The majority of rebates are allocated towards fee and gas rebates. In LTIPP there were several concerns with direct fee rebates. In this scenario, fee-rebates look more like liquidity incentives for just-in-time liquidity. A large portion of fees go directly to relayers in return for assets on the desired chain. This is infinitely cheaper than incentivizing the existing Uni v2/v3 pools on synapse that over pay for liquidity and offer worse pricing. This subsidy for liquidity provision also encourages the proliferation of relayers, and competition that drives down price and speeds. Relayers already offer slippage-free, near instant bridging, and this direct subsidy for liquidity provision encourages more relayers to onboard.
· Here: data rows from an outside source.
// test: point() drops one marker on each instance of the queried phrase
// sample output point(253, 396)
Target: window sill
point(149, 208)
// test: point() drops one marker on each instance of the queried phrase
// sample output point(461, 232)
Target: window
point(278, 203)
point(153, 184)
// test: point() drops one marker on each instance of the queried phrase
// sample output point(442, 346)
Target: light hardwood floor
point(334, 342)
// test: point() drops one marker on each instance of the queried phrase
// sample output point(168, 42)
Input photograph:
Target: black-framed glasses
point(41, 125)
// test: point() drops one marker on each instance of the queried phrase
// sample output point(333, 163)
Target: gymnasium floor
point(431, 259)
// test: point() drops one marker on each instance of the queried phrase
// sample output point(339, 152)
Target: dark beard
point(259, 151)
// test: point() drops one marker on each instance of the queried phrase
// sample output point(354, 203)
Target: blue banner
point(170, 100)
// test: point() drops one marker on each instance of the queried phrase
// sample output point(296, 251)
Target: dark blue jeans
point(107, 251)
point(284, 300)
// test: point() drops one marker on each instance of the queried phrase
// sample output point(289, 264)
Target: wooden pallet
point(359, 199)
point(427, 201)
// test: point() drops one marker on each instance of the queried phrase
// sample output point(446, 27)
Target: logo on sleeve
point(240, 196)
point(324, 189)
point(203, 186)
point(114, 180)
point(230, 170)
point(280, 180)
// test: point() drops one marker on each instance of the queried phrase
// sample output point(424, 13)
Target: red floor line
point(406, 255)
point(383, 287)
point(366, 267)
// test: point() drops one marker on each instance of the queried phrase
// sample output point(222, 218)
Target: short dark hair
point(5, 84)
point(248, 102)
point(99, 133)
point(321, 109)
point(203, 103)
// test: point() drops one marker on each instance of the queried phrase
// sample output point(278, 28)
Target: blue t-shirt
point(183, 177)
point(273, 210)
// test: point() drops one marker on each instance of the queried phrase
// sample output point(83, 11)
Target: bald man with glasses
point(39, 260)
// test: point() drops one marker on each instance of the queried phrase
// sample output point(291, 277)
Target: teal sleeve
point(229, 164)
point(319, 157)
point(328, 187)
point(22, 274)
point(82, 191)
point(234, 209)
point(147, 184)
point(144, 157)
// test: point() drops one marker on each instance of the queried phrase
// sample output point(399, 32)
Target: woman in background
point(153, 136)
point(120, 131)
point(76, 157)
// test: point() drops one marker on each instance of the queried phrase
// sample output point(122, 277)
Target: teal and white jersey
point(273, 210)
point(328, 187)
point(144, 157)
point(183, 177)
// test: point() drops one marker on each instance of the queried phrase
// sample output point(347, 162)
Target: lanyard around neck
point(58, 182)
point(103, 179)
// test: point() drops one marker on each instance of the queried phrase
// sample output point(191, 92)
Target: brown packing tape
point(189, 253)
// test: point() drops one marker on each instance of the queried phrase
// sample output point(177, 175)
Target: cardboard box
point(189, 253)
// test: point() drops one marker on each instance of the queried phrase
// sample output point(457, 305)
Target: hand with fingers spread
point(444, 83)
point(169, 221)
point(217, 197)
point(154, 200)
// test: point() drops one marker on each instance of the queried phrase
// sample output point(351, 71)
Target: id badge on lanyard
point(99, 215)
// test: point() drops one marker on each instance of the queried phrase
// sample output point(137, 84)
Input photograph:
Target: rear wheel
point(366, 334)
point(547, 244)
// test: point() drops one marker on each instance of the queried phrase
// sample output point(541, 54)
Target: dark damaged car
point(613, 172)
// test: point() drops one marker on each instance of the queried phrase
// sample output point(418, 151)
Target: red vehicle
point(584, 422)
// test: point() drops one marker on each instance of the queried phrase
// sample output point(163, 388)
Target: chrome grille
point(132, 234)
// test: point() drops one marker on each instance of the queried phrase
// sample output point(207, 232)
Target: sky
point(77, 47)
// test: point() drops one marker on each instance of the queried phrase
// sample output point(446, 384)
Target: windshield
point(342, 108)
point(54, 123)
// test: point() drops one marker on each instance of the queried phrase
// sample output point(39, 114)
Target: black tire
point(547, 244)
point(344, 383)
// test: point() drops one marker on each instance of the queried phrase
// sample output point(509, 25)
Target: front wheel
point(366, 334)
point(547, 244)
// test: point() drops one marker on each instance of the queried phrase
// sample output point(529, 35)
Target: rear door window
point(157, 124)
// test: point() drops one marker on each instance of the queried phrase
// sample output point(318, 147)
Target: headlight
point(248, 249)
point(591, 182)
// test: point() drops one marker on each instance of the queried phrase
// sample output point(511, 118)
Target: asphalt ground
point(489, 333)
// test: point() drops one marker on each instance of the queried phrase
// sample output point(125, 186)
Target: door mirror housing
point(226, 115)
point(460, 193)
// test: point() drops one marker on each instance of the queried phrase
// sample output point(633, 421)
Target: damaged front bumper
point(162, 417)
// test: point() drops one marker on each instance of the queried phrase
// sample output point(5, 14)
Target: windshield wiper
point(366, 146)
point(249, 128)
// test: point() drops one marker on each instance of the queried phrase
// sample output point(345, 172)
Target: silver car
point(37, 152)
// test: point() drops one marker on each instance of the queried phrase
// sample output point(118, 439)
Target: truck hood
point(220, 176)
** Synapse DAO employed several measures to prevent sybiling, these methods were not publicized to prevent abuse of these rules.

Summary of KPIs:

Expand SynapseRFQ specifically by encouraging relayer onboarding and increasing competition. This includes the nominal amount of relayers in the ecosystem, the routes, chains, and assets supported, and the resulting decrease in quote prices and bridge speeds.

Encourage new $$ into the Arbitrum ecosystem. With SynapseRFQ, bridging to Arbitrum will be slippage free from any chain. This should also be directed in a way that encourages participation in the larger arbitrum defi ecosystem (ie users should bridge to use partner protocols like GMX to truly onboard onto the chain).

One note is that Synapse did not and will not incentivize traditional liquidity pools using the grant. The goal of the initial stip program was to provide slippage free bridging, and this is most efficiently done through SynapseRFQ

Following feedback on the proposal to establish the STIP Bridge, it was agreed to involve the LTIPP Advisors in this process with the mission to “help applicants gain insights into their proposals. This not only guides applicants through the process but also ensures that the DAO will review better proposals.”

Despite the inclusion of Advisors, this process does not involve the Council, leading us to believe that this addendum places a significant burden on the delegates who must review all the proposals. One of the reasons for the LTIPP was precisely to avoid this excessive burden. Moreover, the optimistic model adopted in this phase could raise concerns about the real control the DAO will have over these proposals, as reviewing six months of data for each applicant is time-consuming.

For this reason, we decided to accompany each application we reviewed with a brief report. We ask the delegates not to take this as an in-depth or definitive basis for deciding your vote, but rather as a guide that can potentially raise questions for your own analysis.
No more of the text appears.